Come ogni settimana diamo spazio alle domande dei nostri Associati ANAPI e questa settimana la domanda è relativa alla presenza di un B&B all’interno di un condominio e agli obblighi dell’amministratore in riferimento al rispetto delle normative anti-covid.

L'ASSOCIATO CHIEDE

Gentile Associazione,

in uno dei condomini da me amministrati, sussiste un B&B a gestione familiare che, da alcuni giorni, ha ripreso ad ospitare clienti.
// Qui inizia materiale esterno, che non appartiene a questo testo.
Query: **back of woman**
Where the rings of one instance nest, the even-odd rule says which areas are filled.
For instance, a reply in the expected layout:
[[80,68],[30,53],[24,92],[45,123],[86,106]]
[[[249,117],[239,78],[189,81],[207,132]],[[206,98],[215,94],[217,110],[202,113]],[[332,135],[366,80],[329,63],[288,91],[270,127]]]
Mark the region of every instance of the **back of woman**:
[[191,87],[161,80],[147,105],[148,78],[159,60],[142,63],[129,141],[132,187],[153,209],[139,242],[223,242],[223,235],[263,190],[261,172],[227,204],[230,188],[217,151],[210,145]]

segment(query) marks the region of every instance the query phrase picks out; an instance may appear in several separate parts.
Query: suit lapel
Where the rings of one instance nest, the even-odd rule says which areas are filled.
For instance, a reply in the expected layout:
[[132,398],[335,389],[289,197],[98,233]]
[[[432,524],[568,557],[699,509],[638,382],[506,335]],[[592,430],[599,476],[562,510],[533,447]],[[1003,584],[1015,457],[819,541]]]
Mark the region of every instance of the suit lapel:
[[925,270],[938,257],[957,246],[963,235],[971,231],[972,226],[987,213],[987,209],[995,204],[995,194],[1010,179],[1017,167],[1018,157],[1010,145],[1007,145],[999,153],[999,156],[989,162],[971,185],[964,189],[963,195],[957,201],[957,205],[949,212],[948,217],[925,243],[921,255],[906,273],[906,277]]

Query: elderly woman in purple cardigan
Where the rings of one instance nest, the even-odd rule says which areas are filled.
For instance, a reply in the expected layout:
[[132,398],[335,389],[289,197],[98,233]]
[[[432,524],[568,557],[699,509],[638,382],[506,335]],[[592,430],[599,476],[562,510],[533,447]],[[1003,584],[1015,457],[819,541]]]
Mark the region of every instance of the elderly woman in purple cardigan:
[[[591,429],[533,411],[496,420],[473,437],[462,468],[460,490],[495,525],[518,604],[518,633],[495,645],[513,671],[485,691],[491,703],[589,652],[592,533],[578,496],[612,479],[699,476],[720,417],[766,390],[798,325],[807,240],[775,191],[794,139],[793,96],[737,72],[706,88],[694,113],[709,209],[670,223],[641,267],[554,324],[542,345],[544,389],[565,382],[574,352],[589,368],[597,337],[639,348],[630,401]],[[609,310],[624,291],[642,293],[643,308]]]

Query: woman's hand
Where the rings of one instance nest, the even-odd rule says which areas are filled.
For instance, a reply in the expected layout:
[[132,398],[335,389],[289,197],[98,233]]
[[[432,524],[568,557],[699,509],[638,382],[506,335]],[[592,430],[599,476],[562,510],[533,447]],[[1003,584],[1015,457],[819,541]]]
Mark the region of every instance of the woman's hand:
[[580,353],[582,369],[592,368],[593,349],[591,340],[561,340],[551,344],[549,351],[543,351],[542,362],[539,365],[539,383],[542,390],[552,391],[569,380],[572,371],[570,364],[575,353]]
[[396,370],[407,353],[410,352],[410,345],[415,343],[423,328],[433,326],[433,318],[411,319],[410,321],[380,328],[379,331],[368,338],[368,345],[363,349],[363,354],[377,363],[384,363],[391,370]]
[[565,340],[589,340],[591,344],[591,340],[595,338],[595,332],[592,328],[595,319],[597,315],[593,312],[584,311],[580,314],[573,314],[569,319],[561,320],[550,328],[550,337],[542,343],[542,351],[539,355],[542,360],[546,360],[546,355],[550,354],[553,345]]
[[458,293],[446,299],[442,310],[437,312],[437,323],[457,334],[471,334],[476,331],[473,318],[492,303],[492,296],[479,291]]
Alcuni condòmini hanno sollevato delle preoccupazioni riguardo l’accesso di estranei in condominio. Vorrei, pertanto, sapere se le Ordinanze Governative e/o Regionali (nel suddetto caso la Regione Campania) prevedono obblighi a cui deve sottoporsi la struttura e che quindi, in qualità di Amministratore, posso richiedere.

L'ESPERTO RISPONDE

Preg.ma Associata,

L’Organizzazione Mondiale della Sanità (OMS) ha disposto le linee guida per la sicurezza nelle strutture ricettive, al fine di interrompere, ovvero di rallentare la trasmissione del Covid-19. Il documento è indirizzato a strutture ricettive collettive per il turismo come hotel e strutture simili, vacanze e altri alloggi per brevi soggiorni e campeggi. I fornitori privati ​​di strutture ricettive per turismo sono invitati a seguire le linee guida operative nella massima misura possibile.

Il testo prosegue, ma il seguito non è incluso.